Aussi de l’Autorité, Nathalie Sirois, directrice principale de la surveillance des assureurs et du contrôle du droit d’exercice, a affirmé que si son organisation conclut que créer une catégorie d’inscription est la meilleure option pour la protection du consommateur, il faudra apporter des changements législatifs et réglementaires. Le revers d’inclure dans la loi les responsabilités des agents généraux est de rétrécir la latitude dont bénéficie actuellement le réseau de distribution, dans lequel il existe des ententes de gré à gré entre agents généraux et assureurs, prévient-elle.

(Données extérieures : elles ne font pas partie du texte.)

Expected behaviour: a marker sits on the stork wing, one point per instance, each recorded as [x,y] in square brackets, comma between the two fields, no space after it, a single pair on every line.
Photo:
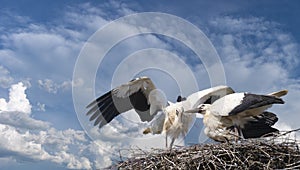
[279,93]
[251,101]
[132,95]
[208,96]
[261,126]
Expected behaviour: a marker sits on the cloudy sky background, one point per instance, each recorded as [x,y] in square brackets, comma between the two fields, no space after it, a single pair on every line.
[258,44]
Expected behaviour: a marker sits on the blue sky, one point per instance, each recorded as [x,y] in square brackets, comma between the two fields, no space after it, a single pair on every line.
[40,42]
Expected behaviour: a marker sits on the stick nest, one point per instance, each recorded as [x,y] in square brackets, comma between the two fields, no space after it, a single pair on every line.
[272,153]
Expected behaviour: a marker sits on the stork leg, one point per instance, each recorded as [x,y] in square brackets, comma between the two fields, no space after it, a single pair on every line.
[238,133]
[166,140]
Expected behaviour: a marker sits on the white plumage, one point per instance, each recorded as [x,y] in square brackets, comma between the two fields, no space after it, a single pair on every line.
[151,105]
[244,112]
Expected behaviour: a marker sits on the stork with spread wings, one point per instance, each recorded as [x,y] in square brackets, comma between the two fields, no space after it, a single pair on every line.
[150,104]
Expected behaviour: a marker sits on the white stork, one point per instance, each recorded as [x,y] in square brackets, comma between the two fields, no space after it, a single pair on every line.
[141,95]
[243,112]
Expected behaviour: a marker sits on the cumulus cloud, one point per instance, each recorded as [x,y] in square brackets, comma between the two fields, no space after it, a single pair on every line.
[17,100]
[25,138]
[5,78]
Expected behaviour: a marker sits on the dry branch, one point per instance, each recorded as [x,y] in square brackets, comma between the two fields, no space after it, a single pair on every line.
[265,153]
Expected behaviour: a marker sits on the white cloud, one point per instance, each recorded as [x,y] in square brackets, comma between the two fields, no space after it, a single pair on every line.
[17,100]
[51,87]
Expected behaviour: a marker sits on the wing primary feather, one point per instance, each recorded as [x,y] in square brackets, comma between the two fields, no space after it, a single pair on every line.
[99,99]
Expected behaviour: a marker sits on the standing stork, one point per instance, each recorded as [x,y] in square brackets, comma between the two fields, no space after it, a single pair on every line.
[243,112]
[150,104]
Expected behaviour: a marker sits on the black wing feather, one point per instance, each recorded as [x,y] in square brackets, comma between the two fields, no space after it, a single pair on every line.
[105,108]
[251,101]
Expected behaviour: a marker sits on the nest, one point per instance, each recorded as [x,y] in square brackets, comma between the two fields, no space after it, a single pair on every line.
[272,153]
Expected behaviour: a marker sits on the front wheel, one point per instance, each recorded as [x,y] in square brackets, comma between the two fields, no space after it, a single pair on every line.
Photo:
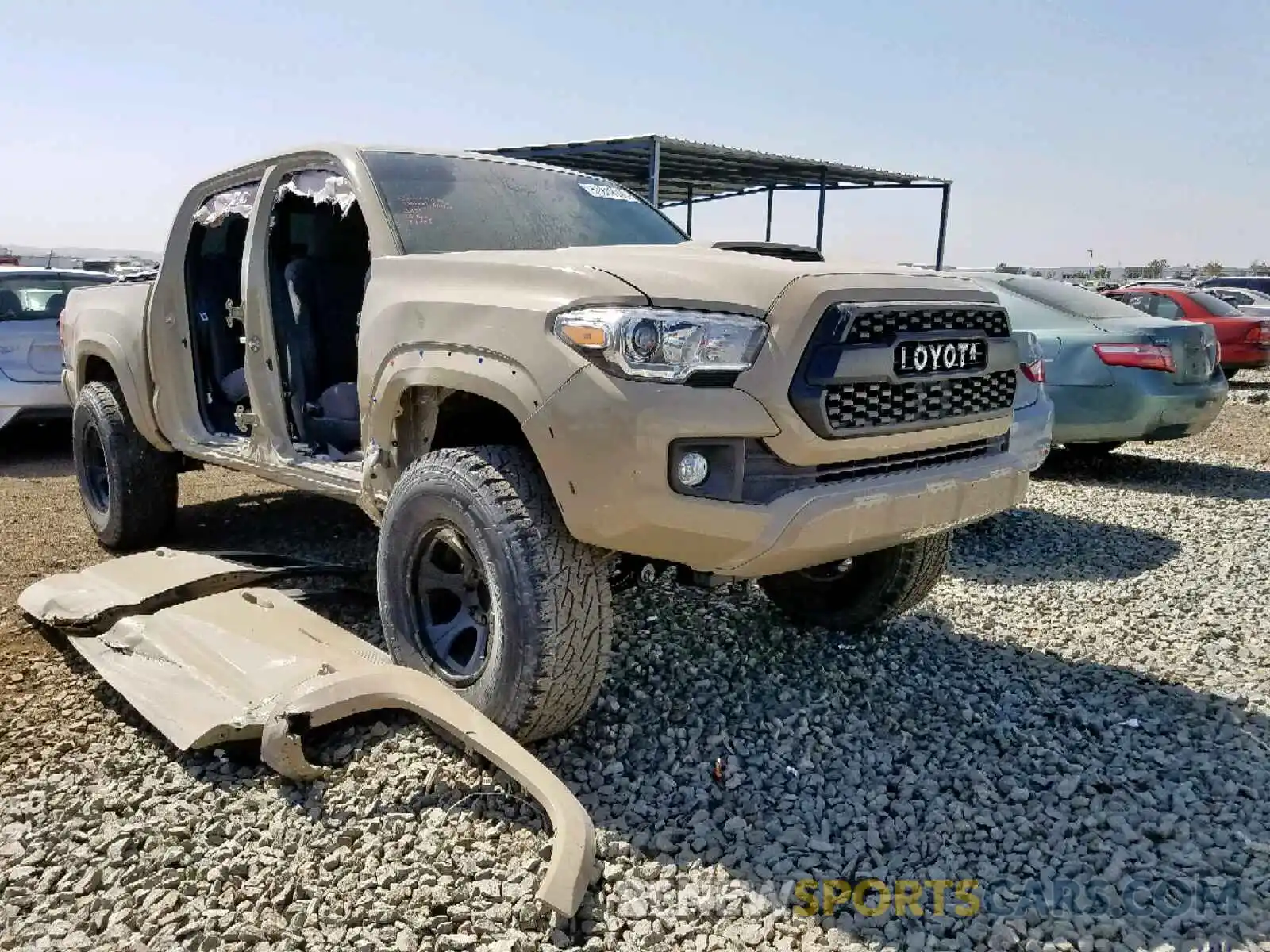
[863,590]
[482,585]
[129,488]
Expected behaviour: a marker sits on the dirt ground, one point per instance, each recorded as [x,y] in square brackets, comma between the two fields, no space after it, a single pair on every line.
[107,835]
[44,530]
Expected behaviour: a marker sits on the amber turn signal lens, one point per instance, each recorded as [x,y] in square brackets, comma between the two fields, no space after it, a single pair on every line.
[587,336]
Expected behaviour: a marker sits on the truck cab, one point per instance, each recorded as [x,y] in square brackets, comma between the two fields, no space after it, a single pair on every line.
[539,387]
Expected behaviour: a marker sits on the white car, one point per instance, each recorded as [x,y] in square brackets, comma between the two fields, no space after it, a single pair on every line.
[31,352]
[1255,304]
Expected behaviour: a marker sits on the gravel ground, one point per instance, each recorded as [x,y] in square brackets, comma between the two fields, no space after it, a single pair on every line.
[1083,698]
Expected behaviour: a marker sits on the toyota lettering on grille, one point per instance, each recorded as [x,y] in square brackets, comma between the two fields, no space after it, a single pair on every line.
[914,357]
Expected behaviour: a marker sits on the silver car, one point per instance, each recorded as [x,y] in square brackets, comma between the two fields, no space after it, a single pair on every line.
[31,352]
[1114,374]
[1255,304]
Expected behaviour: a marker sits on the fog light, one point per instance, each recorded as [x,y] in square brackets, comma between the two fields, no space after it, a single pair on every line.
[692,470]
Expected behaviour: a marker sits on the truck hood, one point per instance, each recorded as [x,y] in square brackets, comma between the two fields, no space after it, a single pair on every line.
[695,273]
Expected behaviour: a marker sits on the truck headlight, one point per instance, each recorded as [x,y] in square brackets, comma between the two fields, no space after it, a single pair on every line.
[664,344]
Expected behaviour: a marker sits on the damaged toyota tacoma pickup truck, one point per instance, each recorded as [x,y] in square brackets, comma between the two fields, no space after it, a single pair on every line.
[539,386]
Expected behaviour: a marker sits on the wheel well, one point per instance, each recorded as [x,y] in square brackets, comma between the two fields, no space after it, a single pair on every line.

Michel Paquet, vice-président adjoint et conseiller juridique, affaires sectorielles, réglementaires et gouvernementales de Manuvie, s’est montré réceptif aux doléances de Michel Kirouac. Il estime toutefois que l’industrie doit laisser la chance aux lignes directrices de l’Association canadienne des compagnies d’assurance de personnes (ACCAP) de faire leurs preuves.

M. Paquet pense que Manuvie pourrait être favorable à la création d’une catégorie d’inscription pour les agents généraux, « si elle vient renforcer le traitement équitable du client ». Selon lui, une telle modification doit toutefois émaner de préoccupations soulevées par les consommateurs, être cohérente à travers le Canada et donner lieu à des travaux de consultation approfondis.

Les assureurs délèguent plus aux MGA

Pour M. Kirouac, il y a des inconvénients d’avoir des responsabilités vagues. « Les compagnies nous délèguent continuellement de nouvelles responsabilités », a-t-il dit. Ces responsabilités se limitaient auparavant à l’administration des affaires du conseiller et à leur rémunération. Au fil du temps, des obligations de soutien, de formation et de supervision se sont ajoutées aux ententes contractuelles.

Les choses ont encore changé depuis les lignes directrices de l’ACCAP, ajoute-t-il. Sans compter les recommandations du régulateur de Colombie-Britannique après son rapport de 2012 sur les agents généraux, et la surveillance du blanchiment sous la loupe du Centre d’analyse des opérations et déclarations financières du Canada (CANAFE), énumère M. Kirouac.

Il rapporte que les compagnies d’assurance exigent désormais beaucoup plus d’implication de la part des agents généraux, pour la sélection et la mise sous contrat des conseillers. Cela inclut entre autres les rapports d’enquête et de crédit, la vérification des plaintes et des suspensions de permis, l’existence d’un dossier criminel, la supervision et la surveillance des activités des conseillers.

« Il est maintenant très difficile pour nous de comprendre les responsabilités que les assureurs veulent nous transférer, dans un modèle législatif où le conseiller est autonome et devrait être responsable de ses actes, et où l’agent général n’est pas reconnu comme un intermédiaire légal, déplore M. Kirouac. Plusieurs zones grises subsistent et le réseau de distribution gagnerait à plus de clarté. »

M. Kirouac a rappelé que s’il n’est pas de son ressort d’examiner les analyses de besoins financiers et les recommandations effectuées par les conseillers, l’agent général surveille tout de même « les cas douteux ». Ce sont les conseillers aux nombreux remplacements, qui vendent toujours le même produit ou qui font souscrire à leurs clients des couvertures ou des primes beaucoup trop élevées par rapport à leurs besoins, explique-t-il.

De son côté, Michel Paquet dit que l’assureur se fie généralement au professionnalisme des représentants et du cabinet pour lequel ils agissent. « Nous restons ultimement responsables des contrats vendus », a-t-il rappelé.